Weslodge Saloon announces its entrance with an illuminated, slab-lettered marquee and electrifying yellow doors. The restaurant, which opened last week at the base of the soon-to-be-complete Victory Condos, occupies the address on King West that was formerly home to the Mini dealership west of Spadina.
Visually, Weslodge is a knockout. Inside, the space (designed by Munge Leung ) is decked out like an old rich uncle's trophy room (if only I had one).
Antlers mounted floor to (incredibly high) ceilings and brass accents pay homage to the western theme, but its the majestic bar, oversized white cabinetry, and melange of patterns and textures that refreshingly bucks the prevailing trend for sparse, thrift store-chic decor.
Here, the intent is to create something original and authentic, sophisticated but still casual; a modern saloon. At only a week old it appears that restauranteurs Hanif Harji and Charles Khabouth (whose collective portfolios already boast top dining destinations like Kultura , La Société and Cube ) have already found success with this concept.
The restaurant is bustling and the bar is full. The servers, sporting fun leather holsters, seem unfazed, but they are both gracious and charming as they tend to diners and deliver impeccable service. In the kitchen, executive chef Stuart Cameron and chef de cuisine Kanida Chey show off with food that is heavily technique-driven, but also approachable and easy to eat.

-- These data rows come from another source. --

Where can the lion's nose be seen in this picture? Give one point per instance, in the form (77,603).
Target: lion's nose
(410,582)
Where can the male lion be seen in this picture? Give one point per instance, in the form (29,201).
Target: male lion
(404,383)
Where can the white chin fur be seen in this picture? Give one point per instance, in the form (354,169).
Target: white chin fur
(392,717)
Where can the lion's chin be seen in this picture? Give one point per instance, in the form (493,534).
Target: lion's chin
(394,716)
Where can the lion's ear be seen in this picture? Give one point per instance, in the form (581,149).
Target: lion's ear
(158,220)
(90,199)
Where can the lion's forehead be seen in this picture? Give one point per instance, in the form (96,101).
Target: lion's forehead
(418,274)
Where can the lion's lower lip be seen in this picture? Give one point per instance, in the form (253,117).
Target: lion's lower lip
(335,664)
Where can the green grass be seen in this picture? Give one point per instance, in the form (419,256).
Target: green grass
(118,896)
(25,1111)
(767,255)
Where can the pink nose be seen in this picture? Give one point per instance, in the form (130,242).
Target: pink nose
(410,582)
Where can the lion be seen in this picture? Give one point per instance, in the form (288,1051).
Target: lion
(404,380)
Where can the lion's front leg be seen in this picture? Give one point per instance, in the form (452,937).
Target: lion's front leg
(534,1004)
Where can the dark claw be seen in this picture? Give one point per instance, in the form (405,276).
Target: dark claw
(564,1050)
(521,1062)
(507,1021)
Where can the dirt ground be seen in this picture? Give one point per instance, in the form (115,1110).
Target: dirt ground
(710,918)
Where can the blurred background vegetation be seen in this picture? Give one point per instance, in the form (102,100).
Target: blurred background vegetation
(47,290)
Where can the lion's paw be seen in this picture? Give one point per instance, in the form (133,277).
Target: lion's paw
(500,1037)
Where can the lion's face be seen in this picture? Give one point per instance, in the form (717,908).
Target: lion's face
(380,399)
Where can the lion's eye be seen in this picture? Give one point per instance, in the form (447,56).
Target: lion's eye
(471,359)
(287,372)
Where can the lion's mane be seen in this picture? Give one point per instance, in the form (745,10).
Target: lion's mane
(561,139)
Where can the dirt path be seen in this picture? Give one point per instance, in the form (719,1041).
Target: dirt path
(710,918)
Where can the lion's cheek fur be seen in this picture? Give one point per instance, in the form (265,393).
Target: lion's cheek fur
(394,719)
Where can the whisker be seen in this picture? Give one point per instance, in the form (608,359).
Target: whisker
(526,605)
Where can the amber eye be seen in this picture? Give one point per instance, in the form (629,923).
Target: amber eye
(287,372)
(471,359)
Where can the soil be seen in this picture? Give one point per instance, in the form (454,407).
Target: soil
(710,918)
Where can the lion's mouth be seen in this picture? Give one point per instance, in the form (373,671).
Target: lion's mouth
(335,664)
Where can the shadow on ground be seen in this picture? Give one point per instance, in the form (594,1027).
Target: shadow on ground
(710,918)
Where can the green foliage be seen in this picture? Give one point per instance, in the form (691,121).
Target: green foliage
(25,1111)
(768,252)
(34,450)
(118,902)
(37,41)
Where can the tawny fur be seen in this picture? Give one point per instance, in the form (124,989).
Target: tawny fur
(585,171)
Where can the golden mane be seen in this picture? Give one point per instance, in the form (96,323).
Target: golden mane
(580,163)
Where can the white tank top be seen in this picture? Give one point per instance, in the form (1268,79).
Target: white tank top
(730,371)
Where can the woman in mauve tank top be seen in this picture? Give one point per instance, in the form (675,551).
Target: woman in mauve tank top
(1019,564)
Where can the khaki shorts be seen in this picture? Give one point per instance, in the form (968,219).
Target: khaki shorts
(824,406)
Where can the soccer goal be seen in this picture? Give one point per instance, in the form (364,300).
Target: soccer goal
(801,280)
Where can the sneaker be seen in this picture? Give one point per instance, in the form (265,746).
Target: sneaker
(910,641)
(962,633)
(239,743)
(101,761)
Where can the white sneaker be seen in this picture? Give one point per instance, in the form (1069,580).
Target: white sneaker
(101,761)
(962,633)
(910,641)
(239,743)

The menu offers a modern take on American cuisine at surprising value. The Scotch Egg ($4) seems modestly priced considering it comes wrapped in chorizo with a soft golden centre that could only be the product of some incredibly delicate and arduous process. Sitting atop a bed of sweet tomato jam and topped with freshly shaved black truffle, the two-bite serving is delightful.
The Seared Bonito ($12) features albacore tuna crusted in Za Ataar spices and garnished with diced tomatoes, avocado pearls and citrus. It is an inspired plate that is as beautiful as it is delicious. The sous-vide Halibut ($26) arrives topped with crispy fried leeks and studded with clams and house-cured lardons.
For dessert, each description is more enticing than the last. The Pannacotta ($8) is artfully plated with a base of pistachio, framing two coconut-dusted pannacotta cubes filled with blood orange gelée.
Like any good saloon, Weslodge features an extensive bar menu including cocktails by the glass or bottle. Behind the bar, Elan Marks (also from Harji's Kultura and Nyood ) crafts updated classics like the Tabacco Manhattan ($17/glass) made with housemade bitters and the Barrel Aged Negroni ($14/glass), garnished with a deep toasted orange peel.
Open for lunch on weekdays, dinner seven days a week, and brunch on Sundays, Weslodge Saloon is certainly worth the visit. The exceptional food, service and atmosphere all make this a standout destination – even on an already vibrant stretch of King West.